Честно говоря, мне казались необязательными личные встречи с писателями — достаточно того, что я прочитал их книги. Стыдно признаться, но больше, чем статуей Свободы, духом демократии и Джефферсоном, я был увлечен тогда порнографией и мулатками с соблазнительными попками. А на гениальных писателей я досыта насмотрелся в столовке Союза польских писателей на Краковском Пшедместье в Варшаве, когда нечего было и мечтать хотя бы одним глазком увидеть не только Сан — Франциско, Большой каньон или Лас — Вегас, но и какого–никакого завалящего трансвестита.

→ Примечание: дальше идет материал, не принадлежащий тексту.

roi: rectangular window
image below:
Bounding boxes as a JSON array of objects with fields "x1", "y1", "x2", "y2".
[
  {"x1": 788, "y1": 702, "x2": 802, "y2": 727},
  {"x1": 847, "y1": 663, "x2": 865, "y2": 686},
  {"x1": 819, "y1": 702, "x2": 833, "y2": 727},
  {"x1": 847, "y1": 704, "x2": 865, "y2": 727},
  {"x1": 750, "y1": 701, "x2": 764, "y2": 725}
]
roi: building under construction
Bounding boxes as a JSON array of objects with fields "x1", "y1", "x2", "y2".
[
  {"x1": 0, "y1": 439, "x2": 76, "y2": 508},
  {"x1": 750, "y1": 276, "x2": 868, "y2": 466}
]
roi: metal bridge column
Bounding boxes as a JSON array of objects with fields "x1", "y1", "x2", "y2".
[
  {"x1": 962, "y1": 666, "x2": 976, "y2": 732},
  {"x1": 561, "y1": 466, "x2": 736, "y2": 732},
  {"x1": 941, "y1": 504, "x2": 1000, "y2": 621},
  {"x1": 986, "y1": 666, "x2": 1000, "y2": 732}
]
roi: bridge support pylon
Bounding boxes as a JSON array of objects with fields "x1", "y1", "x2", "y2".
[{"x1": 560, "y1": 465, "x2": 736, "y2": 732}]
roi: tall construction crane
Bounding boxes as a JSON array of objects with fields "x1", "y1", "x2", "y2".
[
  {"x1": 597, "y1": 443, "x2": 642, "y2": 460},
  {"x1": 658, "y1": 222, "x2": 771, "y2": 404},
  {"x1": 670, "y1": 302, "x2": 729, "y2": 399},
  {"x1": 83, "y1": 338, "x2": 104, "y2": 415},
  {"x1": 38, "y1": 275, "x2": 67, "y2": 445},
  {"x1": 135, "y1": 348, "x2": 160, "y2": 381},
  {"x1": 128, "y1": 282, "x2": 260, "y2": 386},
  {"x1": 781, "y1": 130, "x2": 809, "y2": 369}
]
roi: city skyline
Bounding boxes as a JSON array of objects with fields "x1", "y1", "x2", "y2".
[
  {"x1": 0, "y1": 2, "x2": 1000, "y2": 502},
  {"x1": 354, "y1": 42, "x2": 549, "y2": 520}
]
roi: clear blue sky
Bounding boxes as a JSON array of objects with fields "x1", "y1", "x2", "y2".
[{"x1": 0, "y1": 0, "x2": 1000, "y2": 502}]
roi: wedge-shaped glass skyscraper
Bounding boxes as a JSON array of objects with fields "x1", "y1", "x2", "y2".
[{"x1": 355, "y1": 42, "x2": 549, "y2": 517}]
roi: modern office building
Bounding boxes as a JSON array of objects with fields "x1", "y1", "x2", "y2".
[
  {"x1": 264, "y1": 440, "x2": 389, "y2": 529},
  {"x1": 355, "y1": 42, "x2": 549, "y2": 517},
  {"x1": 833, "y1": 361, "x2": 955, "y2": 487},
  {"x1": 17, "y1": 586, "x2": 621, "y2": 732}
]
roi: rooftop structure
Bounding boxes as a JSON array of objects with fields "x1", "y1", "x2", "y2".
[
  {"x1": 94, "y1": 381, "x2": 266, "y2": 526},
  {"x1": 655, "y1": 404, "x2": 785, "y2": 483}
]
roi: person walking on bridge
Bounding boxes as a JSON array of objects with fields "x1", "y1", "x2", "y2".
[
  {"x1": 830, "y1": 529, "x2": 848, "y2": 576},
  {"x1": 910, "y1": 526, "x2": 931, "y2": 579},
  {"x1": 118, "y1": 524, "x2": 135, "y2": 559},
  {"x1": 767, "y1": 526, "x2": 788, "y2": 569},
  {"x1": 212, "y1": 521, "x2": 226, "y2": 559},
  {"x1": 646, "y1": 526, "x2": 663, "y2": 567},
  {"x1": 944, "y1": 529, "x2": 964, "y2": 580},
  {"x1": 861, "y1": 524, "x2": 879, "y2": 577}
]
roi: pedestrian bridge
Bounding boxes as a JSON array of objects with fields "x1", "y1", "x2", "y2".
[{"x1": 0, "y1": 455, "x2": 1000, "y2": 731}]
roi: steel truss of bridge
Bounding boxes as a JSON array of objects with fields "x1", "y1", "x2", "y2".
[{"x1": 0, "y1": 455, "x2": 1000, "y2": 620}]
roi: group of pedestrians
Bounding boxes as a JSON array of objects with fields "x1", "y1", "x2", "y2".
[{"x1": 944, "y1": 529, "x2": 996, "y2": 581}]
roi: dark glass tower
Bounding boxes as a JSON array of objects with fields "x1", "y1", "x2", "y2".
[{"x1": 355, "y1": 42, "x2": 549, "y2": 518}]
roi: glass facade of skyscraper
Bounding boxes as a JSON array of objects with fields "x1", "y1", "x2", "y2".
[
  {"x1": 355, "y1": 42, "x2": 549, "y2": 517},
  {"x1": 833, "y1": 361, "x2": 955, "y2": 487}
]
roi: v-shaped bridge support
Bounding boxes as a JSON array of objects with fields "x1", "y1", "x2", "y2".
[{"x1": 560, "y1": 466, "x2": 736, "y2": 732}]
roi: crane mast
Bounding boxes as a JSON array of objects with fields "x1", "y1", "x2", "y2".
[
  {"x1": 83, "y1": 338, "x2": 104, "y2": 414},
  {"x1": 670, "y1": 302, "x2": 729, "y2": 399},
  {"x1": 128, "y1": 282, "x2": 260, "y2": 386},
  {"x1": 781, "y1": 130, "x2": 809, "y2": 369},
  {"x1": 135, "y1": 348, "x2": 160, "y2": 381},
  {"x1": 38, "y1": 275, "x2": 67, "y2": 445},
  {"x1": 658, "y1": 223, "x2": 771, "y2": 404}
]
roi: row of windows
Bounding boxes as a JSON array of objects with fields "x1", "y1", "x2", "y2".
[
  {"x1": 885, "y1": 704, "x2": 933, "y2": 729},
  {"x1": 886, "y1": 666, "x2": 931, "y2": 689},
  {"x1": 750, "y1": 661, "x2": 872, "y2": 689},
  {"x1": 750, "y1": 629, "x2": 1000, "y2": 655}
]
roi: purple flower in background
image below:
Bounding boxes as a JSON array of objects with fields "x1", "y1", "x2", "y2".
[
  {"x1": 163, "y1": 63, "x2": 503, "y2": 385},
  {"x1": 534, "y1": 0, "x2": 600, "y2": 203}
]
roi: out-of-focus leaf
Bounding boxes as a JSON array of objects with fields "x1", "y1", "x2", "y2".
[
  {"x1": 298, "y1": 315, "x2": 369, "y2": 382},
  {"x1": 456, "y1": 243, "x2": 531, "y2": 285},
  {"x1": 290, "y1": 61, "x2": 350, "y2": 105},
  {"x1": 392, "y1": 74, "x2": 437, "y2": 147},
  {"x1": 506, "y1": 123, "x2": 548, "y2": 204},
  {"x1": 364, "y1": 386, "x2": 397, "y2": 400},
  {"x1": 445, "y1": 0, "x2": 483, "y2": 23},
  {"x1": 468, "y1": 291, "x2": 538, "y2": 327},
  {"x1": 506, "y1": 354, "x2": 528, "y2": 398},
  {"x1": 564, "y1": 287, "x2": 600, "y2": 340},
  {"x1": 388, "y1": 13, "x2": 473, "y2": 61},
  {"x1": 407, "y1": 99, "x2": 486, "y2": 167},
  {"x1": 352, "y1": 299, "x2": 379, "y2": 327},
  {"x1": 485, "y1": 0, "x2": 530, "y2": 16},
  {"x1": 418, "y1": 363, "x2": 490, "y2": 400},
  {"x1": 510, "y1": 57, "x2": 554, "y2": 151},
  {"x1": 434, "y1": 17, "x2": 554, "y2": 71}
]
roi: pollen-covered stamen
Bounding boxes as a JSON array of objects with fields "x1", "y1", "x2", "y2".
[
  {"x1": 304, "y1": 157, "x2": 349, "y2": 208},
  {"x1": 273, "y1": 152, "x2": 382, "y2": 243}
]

Тогда мне и в голову не могло прийти, что Америка станет для меня вторым домом. А те писатели, от встреч с которыми я так успешно уклонялся, сделаются просто бесценными, ибо от их подписи будет зависеть получение той или иной стипендии, продление визы и всякое такое. Жаль, конечно, если читатель после этих строк подумает, что имеет дело с невежей, да к тому же расчетливым, но что поделаешь, если я таким и был в начале своей эмигрантской жизни.